Une dame a acheté... un bateau. Elle en est folle de joie. Dès la montée de l'échelle, ce sont des cris: «J'ai acheté un bateau. Vous savez, j'ai acheté un bateau...!» Et sur le pont: «Vous allez voir mon bateau, parce que je dois vous dire que j'ai acheté un bateau.»

Et comme quelqu'un, peu de temps après, lui dit: «Il parait, madame, que vous avez acheté un bateau...» De très bonne foi, elle s'écrie:

--Comment savez-vous cela? C'est curieux comme on potine à bord...

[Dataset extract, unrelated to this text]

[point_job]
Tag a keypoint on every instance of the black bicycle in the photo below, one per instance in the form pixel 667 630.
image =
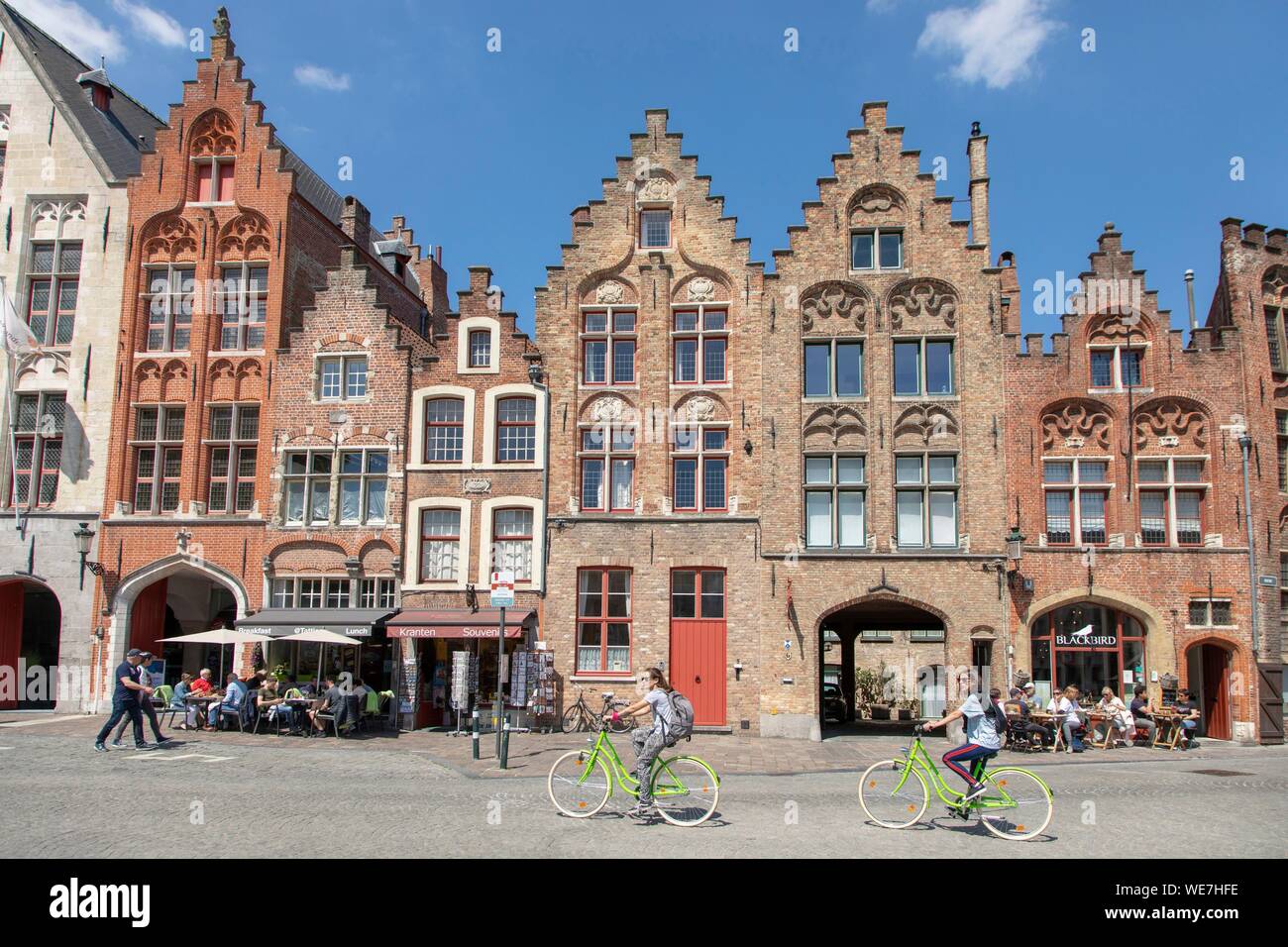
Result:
pixel 580 716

Les retours sont gais. C'est un babillage, un piaillement, un étalage naïf de petites vanités dans l'ébrouement des parapluies mouillés et des caoutchoucs ruisselants.

Vendredi 15 juillet.--Départ de Tromsoe.

Navigation dans le Lygenfiord. Toute la journée nous avons navigue, par un soleil superbe, dans le Lygenfiord, entre deux rangées de hautes montagnes couvertes de neige et séparées par des glaciers qui descendent jusqu'à la mer. C'est un spectacle merveilleux que ce défilé de verdure, de blancheurs neigeuses et de bleus glaciaires.

Il faudrait abuser des épithètes superlatives pour essayer de dépeindre ce spectacle. J'avoue m'en sentir incapable. Je ne puis que dire notre émotion, et le silence auquel nous étions condamnés par la grandeur de ce décor dont les toiles de fonds étaient d'une hauteur dépassant mille mètres.

Nous longeons la côte et tous les appareils photographiques, délaissés sous les brumes des jours passés sont sortis des étuis, de sorte que la vue des glaciers est, dans mon souvenir, accompagnée des bruits de déclics de kodak et de plaques de vérascope qui tombent.